Fear. And fear is most exciting when you're going into class to try out something new. How will the attention deficit generation respond this time?
Have you ever written a short story back to front, when you start out knowing what the ending is? I never have. Story writing is a journey of discovery and only the story can generate the ending. I've never been able to impose one out on it before I write, but then my process begins with a feeling and general idea, not with anything more.
But what if you started at the end? What if you could come up with a super bang up ending, as in Viramontes "The Moths," where the 14 year old holds her dead grandmother like a child in the bathtub while moths fly out of her mouth. Or like the ending of Flannery O'Connor's "A Good Man is Hard to Find"?
So I am going into class with some super endings for short stories, some that I've made up that may not be very good, and some famous ones like those above. I am going to have them try writing endings first.

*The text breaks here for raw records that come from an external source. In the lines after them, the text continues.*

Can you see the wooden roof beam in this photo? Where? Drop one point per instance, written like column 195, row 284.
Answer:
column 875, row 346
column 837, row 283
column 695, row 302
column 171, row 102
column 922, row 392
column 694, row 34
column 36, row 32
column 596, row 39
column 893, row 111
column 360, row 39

They may hate it. They idea may not work at all. That's where the small element of fear comes in. This is a totally untested exercise on my part. Maybe it lives somewhere in a creative writing text I've never read. If I have time I'll check the indexes of a few when I am at work.
To keep the job interesting, you have to take risks. And what the heck? So what if it doesn't work.
We don't necessarily have to fear fear itself.
A lot of new recipies get thrown in the trash. Someday soon, the state may require a standardized test at the end of each college course. Better get your risk taking in soon.